Depuis quelques dizaines d’années, la régulation de la vie individuelle et sociale par
l’économie marchandisée et internationalisée s’est renforcée. Partout. Elle a
engendré une logique de comparabilité généralisée qui impose une
concurrence par la recherche de performance dans des délais de temps de
plus en plus brefs. Les pratiques et techniques des marchés financiers travaillant
en « instant continu » l’ont favorisée. Dans un univers à indicateur, lieu et instant
uniques et permanents, l’arbitrage tend à devenir factice. La décision est sans fin,
comme la crise !
La décision et la crise ont partie liée. La crise dure, elle est peut-être durable, et
même sans fin, comme l’imagine Myriam Revault d’Allonnes. On ne dirait pourtant
pas que la décision est sans fin, qu’elle puise dans la continuité.
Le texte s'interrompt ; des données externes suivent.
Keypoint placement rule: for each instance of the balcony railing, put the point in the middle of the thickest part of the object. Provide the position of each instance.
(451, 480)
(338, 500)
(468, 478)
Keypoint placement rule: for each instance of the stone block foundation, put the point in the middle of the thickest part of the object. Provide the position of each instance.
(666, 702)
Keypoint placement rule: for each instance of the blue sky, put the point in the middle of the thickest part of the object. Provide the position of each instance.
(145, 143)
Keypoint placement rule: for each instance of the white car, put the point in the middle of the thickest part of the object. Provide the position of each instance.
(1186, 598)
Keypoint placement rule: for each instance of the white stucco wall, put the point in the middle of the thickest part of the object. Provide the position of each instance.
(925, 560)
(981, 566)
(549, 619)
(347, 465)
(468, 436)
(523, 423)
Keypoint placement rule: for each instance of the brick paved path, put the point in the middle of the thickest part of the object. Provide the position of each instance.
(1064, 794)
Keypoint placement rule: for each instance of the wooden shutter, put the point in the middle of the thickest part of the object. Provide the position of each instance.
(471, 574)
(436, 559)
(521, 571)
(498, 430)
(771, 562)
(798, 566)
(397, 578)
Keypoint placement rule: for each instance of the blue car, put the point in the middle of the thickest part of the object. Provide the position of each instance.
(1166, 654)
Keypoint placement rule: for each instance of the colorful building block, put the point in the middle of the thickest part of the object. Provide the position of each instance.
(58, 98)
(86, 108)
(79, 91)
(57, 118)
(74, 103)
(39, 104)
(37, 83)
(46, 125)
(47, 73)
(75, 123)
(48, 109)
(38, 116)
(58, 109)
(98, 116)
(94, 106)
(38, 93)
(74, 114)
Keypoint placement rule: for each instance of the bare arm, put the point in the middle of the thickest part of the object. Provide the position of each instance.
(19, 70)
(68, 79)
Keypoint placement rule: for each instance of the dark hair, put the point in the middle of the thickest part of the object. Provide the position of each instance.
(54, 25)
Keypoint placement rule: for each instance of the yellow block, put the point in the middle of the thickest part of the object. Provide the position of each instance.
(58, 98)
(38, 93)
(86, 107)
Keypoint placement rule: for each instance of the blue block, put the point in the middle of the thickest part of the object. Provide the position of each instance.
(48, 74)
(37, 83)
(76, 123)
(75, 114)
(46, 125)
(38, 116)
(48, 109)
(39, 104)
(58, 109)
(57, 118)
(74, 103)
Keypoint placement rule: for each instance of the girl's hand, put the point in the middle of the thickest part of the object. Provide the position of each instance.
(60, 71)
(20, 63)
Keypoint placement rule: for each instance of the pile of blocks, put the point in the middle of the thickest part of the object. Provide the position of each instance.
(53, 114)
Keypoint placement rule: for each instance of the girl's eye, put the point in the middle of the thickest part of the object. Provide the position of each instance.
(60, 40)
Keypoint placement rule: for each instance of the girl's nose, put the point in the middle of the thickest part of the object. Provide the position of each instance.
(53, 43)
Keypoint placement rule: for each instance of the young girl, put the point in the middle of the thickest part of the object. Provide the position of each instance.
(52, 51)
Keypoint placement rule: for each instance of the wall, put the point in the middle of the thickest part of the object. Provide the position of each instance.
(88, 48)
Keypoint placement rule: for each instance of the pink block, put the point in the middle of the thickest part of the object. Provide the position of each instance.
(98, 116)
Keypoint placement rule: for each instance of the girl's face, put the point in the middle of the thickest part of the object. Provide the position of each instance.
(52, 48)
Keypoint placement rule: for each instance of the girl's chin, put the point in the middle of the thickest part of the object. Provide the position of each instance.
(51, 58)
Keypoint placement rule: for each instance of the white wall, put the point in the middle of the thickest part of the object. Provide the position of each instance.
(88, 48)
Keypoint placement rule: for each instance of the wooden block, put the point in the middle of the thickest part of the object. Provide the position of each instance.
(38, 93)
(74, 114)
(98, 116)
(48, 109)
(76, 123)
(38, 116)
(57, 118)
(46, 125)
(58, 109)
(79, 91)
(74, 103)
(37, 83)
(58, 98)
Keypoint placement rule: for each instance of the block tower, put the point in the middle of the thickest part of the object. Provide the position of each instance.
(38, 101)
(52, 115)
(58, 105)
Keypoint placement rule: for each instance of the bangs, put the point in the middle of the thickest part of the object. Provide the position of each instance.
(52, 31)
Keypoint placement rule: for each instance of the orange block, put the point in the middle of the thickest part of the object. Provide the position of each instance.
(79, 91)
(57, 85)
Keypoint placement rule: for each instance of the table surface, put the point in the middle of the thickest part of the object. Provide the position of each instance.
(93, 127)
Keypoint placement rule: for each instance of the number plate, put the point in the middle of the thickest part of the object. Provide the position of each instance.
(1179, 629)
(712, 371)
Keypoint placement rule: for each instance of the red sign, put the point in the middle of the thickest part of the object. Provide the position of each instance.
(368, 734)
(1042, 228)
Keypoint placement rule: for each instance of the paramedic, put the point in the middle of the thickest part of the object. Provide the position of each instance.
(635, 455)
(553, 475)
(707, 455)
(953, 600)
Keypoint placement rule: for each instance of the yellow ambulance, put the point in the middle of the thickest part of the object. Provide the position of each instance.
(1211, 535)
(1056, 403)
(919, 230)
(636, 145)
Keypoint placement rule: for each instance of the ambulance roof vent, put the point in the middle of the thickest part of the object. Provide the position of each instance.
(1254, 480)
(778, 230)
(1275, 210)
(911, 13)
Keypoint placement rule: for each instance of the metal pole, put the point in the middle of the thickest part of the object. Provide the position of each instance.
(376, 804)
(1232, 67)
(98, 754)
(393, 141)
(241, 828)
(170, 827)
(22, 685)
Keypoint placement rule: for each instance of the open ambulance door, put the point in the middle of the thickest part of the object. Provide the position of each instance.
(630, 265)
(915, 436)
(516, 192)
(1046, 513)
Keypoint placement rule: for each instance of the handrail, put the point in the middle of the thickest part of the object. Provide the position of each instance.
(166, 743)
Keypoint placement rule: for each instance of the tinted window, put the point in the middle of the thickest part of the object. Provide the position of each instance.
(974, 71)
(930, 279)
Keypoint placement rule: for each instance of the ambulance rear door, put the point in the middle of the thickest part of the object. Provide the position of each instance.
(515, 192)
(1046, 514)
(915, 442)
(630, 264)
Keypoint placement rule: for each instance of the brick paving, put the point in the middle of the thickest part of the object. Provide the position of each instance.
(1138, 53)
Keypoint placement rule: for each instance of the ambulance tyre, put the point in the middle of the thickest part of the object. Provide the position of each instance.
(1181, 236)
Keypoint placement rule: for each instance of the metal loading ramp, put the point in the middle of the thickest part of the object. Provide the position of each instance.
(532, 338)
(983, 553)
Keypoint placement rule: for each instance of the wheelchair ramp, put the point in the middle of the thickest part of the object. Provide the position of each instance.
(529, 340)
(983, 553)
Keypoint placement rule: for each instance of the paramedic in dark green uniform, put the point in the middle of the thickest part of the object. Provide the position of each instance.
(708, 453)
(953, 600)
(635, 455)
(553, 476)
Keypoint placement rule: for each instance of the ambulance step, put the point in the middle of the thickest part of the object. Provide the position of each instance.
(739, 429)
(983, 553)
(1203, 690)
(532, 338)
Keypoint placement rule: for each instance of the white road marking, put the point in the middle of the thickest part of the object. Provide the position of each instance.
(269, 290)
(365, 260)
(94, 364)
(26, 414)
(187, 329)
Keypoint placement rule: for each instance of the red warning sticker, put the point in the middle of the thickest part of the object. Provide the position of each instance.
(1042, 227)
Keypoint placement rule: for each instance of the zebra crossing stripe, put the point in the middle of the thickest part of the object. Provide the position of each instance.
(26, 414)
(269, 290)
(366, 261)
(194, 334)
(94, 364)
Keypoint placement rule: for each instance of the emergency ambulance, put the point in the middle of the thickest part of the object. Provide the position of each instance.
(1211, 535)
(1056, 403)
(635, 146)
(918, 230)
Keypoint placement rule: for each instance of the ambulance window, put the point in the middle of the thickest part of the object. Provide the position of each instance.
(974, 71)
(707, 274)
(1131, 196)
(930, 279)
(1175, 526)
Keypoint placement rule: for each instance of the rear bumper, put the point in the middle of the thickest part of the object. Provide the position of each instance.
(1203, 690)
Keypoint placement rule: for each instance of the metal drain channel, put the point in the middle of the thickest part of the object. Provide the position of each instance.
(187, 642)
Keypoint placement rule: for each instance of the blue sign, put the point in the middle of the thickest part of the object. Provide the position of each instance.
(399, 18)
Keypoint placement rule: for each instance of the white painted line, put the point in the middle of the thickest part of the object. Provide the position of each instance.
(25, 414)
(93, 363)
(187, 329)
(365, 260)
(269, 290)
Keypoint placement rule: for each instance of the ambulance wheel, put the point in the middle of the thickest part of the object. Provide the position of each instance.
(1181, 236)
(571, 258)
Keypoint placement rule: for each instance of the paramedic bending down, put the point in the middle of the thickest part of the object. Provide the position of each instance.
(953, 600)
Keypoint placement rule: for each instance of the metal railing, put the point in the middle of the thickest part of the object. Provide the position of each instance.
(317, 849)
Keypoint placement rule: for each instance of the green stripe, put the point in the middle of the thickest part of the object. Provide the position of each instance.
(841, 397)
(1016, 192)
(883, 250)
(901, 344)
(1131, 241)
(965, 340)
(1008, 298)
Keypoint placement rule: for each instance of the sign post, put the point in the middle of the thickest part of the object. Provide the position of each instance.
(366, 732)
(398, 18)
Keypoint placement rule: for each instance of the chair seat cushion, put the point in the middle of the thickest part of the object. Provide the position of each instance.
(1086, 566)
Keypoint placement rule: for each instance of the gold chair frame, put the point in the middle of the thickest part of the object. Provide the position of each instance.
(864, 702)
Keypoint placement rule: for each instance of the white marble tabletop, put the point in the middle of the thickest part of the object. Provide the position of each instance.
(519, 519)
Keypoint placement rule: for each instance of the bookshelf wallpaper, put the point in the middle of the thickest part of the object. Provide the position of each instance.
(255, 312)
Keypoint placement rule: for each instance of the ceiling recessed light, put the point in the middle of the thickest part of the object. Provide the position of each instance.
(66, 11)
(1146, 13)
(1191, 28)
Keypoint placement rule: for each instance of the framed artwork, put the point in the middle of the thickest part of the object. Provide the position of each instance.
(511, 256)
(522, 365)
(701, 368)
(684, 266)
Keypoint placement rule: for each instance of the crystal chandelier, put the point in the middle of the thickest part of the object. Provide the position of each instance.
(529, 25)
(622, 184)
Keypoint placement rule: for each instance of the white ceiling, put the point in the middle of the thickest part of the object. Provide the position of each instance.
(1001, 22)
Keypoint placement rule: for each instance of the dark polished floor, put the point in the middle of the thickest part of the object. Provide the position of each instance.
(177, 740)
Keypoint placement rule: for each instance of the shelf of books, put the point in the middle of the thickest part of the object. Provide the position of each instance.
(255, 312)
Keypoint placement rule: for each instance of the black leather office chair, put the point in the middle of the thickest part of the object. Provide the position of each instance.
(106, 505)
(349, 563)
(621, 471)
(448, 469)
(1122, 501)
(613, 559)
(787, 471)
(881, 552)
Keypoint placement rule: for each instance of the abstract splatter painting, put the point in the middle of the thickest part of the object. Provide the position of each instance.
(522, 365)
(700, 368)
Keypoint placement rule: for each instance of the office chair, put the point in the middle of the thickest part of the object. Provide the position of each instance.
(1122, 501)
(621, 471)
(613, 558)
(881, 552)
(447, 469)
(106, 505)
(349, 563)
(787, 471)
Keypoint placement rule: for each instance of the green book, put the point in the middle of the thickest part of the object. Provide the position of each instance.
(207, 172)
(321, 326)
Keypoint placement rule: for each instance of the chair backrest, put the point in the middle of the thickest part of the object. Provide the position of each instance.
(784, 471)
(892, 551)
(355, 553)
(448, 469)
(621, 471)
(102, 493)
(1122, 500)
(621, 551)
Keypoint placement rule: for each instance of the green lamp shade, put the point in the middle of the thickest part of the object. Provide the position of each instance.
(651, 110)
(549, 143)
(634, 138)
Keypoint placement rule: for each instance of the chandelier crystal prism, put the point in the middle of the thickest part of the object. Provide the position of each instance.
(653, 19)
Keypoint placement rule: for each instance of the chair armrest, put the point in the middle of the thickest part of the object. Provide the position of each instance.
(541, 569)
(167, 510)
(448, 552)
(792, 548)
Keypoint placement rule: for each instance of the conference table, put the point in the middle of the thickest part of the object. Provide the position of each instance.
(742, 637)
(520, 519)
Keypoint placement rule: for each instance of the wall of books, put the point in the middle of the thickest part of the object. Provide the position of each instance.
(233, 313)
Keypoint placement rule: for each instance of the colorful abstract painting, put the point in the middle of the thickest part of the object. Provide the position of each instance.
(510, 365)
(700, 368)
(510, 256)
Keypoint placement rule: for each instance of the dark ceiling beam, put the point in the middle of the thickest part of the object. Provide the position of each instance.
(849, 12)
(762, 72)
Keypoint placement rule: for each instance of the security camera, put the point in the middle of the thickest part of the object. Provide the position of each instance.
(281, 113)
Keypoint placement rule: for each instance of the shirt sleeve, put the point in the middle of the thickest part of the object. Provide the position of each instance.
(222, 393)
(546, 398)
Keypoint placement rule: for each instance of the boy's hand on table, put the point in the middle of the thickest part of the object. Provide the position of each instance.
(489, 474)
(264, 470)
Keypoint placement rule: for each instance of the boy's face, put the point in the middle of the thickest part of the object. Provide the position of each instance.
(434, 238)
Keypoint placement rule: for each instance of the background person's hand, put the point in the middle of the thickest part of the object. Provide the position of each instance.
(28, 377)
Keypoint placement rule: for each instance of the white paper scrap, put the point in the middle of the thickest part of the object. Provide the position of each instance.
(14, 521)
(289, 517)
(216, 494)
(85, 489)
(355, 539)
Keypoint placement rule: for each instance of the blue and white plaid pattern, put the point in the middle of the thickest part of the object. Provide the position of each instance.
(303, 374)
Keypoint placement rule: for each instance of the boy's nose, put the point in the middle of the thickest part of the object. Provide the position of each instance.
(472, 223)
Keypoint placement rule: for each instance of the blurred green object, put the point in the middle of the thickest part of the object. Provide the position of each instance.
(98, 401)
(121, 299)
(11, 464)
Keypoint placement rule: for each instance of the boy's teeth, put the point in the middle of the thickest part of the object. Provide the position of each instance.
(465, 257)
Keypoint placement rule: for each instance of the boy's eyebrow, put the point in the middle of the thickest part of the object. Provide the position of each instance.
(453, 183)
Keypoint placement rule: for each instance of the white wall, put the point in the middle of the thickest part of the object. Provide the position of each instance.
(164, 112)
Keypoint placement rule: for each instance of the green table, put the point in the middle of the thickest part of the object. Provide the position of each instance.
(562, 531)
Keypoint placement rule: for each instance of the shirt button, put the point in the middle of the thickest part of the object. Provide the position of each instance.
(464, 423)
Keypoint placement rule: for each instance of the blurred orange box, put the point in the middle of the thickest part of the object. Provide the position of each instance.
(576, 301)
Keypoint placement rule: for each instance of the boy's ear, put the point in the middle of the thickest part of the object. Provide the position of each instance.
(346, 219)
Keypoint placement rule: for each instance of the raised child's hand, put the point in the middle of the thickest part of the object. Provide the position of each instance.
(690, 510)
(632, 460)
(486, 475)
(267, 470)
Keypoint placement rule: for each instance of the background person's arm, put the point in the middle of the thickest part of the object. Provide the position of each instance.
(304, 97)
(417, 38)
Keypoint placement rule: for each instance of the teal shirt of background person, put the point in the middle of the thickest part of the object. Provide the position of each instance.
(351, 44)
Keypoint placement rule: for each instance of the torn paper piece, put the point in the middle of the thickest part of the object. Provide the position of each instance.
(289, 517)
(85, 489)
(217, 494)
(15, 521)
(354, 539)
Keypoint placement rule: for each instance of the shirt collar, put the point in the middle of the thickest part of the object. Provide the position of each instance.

Ce faisant, l’économie a prospéré via la formation d’innombrables marchés, lesquels
tout en s’affranchissant de limites territoriales se livrent à une concurrence qui a pris
une forme unique : la recherche de performance dans des délais de temps de plus
en plus brefs. Du coup, certains de nos actes quand ils sont les fruits de trop longs
détours – culture, éducation, formation, recherche, innovation – se voient affectés
d’un risque d’échec élevé au point d’en être dépréciés ou même découragés. La
recherche de la performance – gestion, marketing, finance – s’est passée des
conditions de sa permanence (les moyens de la formance), atténuant globalement la
préférence pour le futur. La notion d’effort, de travail, de responsabilité,
d’engagement sont alors menacés.
La pratique du temps continu appuyée sur des modèles et des technologies qui la
favorisent a engendré non une mondialisation, mais bien une globalisation des actes
médiatiques et surtout financiers – le 24h sur 24 synchronisé d’emblée sur la planète
entière – laquelle joue de fait un rôle, mal connu encore, dans cette baisse
tendancielle de préférence pour le futur, dans ce « présentéisme ».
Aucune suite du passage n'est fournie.